Thanks for the advice. I had a guy name Simon call me. He was very aggressive, and tried selling me a dream over the phone. Then he took me on a website that looked very promising. But after reading these posts I was very cautious. In fact I rang the office and asked for the company director. I was told that he was on holidays, so i asked for the most senior person in the company, the receptionist..."uuummm mmmm mmm " I told her right off. "I am about to put 12,000 into your company and you don't even know who the most senior person in this office is?" I hung up and soon after some guy named Anthony rang me and told me that they were not affiliated with Winchester Securities whom he said were a bunch of young guys ripping everyone off. He went on to explain how there were companies out there that provided these forums just to hold companies like theirs to ransom. He told me that he had several emails from these fraudulent companies asking for money to wipe these complaints off there website....absolute B.S.  I also asked him where his principle place of business was and he gave me and address different to that on the ASICS website?? he said "Oh well we have moved into bigger and more corporate premises"  like wtf..so why have you not registered that with ASICs??  They are relentless and are sharks. I caught the Simon out by asking what the biggest investor had in his account, he told me 500k...two phone calls later I asked the same question and he told me 1.8m?? seriously, did that same investor make that much money within two days?   FRAUD...LIES...STAY CLEAR ..and yes I have I paid for information and I can confirm KiwiChaps information regarding the director. Go on the ASICs website and download.. Thieves, Con-artists, very smooth and yes typical of those Gold Coast, South Port, Bundall area low lifes. Ringing up pensioners and war-vets. SHAME SHAME....

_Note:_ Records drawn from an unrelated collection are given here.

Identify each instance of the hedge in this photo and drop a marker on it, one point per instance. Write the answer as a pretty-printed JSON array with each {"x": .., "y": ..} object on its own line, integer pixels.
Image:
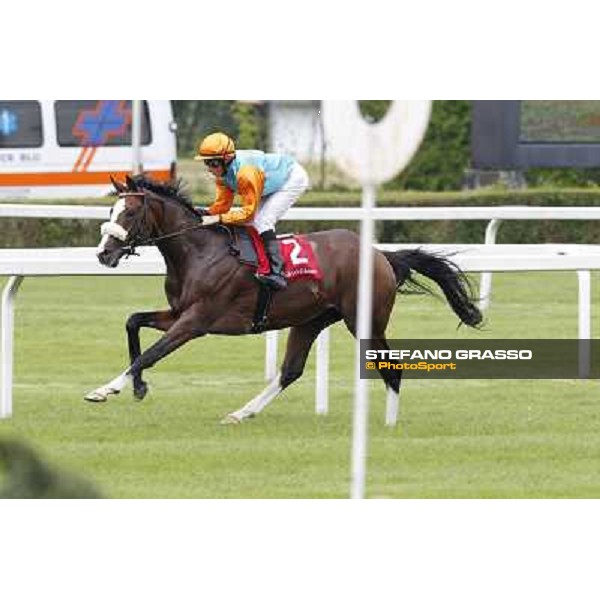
[{"x": 61, "y": 232}]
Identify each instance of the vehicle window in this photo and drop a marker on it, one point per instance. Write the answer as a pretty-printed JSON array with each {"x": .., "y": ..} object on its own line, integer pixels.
[
  {"x": 20, "y": 124},
  {"x": 97, "y": 122}
]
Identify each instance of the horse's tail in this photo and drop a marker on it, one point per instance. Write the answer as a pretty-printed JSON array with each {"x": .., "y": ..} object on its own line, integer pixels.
[{"x": 452, "y": 281}]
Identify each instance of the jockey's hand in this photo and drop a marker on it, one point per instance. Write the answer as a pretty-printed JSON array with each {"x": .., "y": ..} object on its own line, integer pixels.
[
  {"x": 211, "y": 219},
  {"x": 200, "y": 210}
]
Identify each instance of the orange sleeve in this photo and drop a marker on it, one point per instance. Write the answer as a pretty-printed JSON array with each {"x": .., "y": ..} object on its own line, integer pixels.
[
  {"x": 223, "y": 201},
  {"x": 251, "y": 183}
]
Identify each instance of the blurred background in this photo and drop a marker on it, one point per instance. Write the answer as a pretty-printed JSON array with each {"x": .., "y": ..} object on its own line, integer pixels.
[{"x": 474, "y": 153}]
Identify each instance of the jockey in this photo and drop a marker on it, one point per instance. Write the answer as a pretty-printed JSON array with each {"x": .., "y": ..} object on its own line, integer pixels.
[{"x": 268, "y": 184}]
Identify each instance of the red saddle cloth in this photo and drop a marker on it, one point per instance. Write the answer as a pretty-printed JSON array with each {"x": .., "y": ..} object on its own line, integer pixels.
[{"x": 297, "y": 253}]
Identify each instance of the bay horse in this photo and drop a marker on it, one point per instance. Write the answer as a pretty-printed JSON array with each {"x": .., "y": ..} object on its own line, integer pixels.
[{"x": 210, "y": 292}]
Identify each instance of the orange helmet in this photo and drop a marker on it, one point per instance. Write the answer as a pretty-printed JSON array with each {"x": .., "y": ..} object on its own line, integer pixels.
[{"x": 216, "y": 145}]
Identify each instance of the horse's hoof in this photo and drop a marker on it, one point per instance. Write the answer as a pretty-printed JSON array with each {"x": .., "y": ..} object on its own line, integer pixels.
[
  {"x": 140, "y": 391},
  {"x": 231, "y": 420},
  {"x": 99, "y": 395}
]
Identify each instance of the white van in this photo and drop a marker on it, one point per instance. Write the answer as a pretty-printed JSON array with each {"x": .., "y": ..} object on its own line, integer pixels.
[{"x": 70, "y": 148}]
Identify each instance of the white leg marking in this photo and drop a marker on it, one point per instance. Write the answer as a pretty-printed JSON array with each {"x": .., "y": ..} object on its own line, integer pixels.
[
  {"x": 115, "y": 386},
  {"x": 391, "y": 408},
  {"x": 257, "y": 403}
]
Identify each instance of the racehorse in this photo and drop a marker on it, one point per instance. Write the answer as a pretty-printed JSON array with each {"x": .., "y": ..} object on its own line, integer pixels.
[{"x": 210, "y": 292}]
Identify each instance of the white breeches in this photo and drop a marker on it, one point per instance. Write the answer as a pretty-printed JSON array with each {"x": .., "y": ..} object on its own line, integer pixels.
[{"x": 273, "y": 207}]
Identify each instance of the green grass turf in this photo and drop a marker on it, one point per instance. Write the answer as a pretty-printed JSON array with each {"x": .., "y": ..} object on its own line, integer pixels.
[{"x": 456, "y": 439}]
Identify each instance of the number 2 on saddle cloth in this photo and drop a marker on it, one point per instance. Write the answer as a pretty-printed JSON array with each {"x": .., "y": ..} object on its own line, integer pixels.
[{"x": 298, "y": 257}]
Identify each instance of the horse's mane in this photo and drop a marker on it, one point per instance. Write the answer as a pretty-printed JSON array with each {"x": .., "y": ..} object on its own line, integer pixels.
[{"x": 170, "y": 190}]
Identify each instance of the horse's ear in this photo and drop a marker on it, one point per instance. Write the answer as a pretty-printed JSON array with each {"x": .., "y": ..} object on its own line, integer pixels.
[
  {"x": 119, "y": 187},
  {"x": 131, "y": 185}
]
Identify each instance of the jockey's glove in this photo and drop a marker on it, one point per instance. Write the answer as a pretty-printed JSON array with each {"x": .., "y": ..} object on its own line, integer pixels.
[{"x": 211, "y": 219}]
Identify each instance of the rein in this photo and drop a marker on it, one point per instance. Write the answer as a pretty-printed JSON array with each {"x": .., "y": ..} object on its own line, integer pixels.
[{"x": 152, "y": 241}]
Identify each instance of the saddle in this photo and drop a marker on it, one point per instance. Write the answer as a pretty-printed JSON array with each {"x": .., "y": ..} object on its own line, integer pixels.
[{"x": 300, "y": 262}]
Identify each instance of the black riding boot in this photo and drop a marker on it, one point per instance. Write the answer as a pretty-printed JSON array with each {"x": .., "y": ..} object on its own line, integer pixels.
[{"x": 275, "y": 278}]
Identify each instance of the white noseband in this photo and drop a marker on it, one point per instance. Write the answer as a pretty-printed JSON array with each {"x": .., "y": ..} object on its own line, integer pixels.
[{"x": 114, "y": 229}]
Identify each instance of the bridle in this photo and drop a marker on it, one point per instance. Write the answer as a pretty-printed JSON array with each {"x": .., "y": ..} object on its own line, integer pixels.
[{"x": 137, "y": 238}]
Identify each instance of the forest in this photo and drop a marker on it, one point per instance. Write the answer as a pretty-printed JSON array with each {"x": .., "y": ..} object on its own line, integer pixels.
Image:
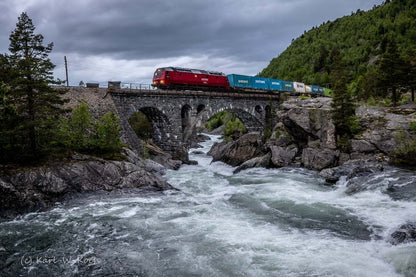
[{"x": 374, "y": 45}]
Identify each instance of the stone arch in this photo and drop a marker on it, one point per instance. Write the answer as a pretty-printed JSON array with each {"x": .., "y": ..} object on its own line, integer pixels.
[
  {"x": 160, "y": 123},
  {"x": 185, "y": 116},
  {"x": 250, "y": 121},
  {"x": 200, "y": 108}
]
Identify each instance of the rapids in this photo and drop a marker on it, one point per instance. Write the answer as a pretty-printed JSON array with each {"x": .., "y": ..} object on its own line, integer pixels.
[{"x": 259, "y": 222}]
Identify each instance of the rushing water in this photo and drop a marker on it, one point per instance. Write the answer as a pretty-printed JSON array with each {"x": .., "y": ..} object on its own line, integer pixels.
[{"x": 259, "y": 222}]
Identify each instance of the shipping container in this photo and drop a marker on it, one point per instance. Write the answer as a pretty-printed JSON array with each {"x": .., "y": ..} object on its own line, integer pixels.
[
  {"x": 299, "y": 87},
  {"x": 327, "y": 92},
  {"x": 260, "y": 83},
  {"x": 317, "y": 90},
  {"x": 239, "y": 81},
  {"x": 287, "y": 86},
  {"x": 275, "y": 84}
]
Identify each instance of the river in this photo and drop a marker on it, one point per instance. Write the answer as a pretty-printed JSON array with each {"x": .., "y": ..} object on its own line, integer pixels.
[{"x": 259, "y": 222}]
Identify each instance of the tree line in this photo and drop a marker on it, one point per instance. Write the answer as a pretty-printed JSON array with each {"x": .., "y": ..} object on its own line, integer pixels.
[
  {"x": 34, "y": 125},
  {"x": 378, "y": 49}
]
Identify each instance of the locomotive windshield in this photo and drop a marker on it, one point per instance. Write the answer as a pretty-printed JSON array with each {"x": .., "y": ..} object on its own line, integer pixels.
[{"x": 159, "y": 72}]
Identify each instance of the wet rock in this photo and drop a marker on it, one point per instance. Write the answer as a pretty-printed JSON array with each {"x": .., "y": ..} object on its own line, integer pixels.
[
  {"x": 255, "y": 162},
  {"x": 307, "y": 120},
  {"x": 37, "y": 189},
  {"x": 318, "y": 159},
  {"x": 380, "y": 127},
  {"x": 283, "y": 156},
  {"x": 351, "y": 169},
  {"x": 405, "y": 234},
  {"x": 237, "y": 152},
  {"x": 163, "y": 158}
]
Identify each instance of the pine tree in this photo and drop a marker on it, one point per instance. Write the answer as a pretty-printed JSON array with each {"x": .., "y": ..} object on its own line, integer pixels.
[
  {"x": 392, "y": 70},
  {"x": 343, "y": 110},
  {"x": 36, "y": 101}
]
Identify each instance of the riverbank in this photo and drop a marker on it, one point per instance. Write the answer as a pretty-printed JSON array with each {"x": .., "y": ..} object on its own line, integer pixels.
[
  {"x": 39, "y": 188},
  {"x": 259, "y": 222},
  {"x": 304, "y": 135}
]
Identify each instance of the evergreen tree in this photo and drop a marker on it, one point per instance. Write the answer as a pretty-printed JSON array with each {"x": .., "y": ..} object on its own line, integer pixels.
[
  {"x": 36, "y": 102},
  {"x": 392, "y": 70},
  {"x": 343, "y": 110},
  {"x": 80, "y": 128}
]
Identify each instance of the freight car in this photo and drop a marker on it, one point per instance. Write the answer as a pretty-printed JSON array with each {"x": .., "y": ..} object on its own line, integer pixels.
[{"x": 184, "y": 78}]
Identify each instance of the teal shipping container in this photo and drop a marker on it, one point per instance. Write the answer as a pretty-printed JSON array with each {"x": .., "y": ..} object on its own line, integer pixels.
[
  {"x": 317, "y": 90},
  {"x": 239, "y": 81},
  {"x": 275, "y": 84},
  {"x": 287, "y": 86},
  {"x": 260, "y": 83}
]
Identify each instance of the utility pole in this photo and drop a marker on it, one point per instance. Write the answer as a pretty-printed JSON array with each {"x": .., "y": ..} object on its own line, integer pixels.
[{"x": 66, "y": 71}]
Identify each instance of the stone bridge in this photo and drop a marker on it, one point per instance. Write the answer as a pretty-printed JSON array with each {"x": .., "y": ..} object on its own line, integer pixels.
[{"x": 175, "y": 115}]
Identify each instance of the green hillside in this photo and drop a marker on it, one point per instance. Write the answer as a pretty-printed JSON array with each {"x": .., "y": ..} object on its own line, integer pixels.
[{"x": 361, "y": 38}]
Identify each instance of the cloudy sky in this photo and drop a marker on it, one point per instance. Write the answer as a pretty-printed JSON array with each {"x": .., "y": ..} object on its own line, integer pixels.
[{"x": 126, "y": 40}]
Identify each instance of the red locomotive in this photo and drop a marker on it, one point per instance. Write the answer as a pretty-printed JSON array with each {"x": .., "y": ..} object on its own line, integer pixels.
[{"x": 184, "y": 78}]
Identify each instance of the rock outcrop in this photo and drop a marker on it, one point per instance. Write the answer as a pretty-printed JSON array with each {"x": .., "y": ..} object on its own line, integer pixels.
[
  {"x": 405, "y": 234},
  {"x": 37, "y": 189}
]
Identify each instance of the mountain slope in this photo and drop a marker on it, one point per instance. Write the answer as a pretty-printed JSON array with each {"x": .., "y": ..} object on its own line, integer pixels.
[{"x": 360, "y": 37}]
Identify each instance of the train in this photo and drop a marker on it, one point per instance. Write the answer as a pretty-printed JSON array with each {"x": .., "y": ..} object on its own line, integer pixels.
[{"x": 197, "y": 79}]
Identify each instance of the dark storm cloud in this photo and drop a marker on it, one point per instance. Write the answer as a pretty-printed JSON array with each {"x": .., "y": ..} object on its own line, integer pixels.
[
  {"x": 150, "y": 29},
  {"x": 229, "y": 34}
]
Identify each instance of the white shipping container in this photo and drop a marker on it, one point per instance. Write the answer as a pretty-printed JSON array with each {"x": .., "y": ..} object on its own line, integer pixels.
[{"x": 299, "y": 87}]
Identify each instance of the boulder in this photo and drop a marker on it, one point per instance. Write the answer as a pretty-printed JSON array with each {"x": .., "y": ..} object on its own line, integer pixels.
[
  {"x": 350, "y": 170},
  {"x": 307, "y": 120},
  {"x": 405, "y": 234},
  {"x": 255, "y": 162},
  {"x": 318, "y": 159},
  {"x": 36, "y": 189},
  {"x": 283, "y": 156},
  {"x": 380, "y": 127}
]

Formally Winchester Securities (in liquidation) now re-birthed as  THE ASSOCIATION OF TRADING PROFESSIONALS...watch out for these scam artists.


----------



## Joe Blow (20 September 2014)

Saw this company mentioned in another thread here at ASF, did a Google search on them and noticed that they went into liquidation in May last year: https://insolvencynotices.asic.gov....50946231/669e9f0c-d9a0-43e5-a9e8-d8f7008436c2


----------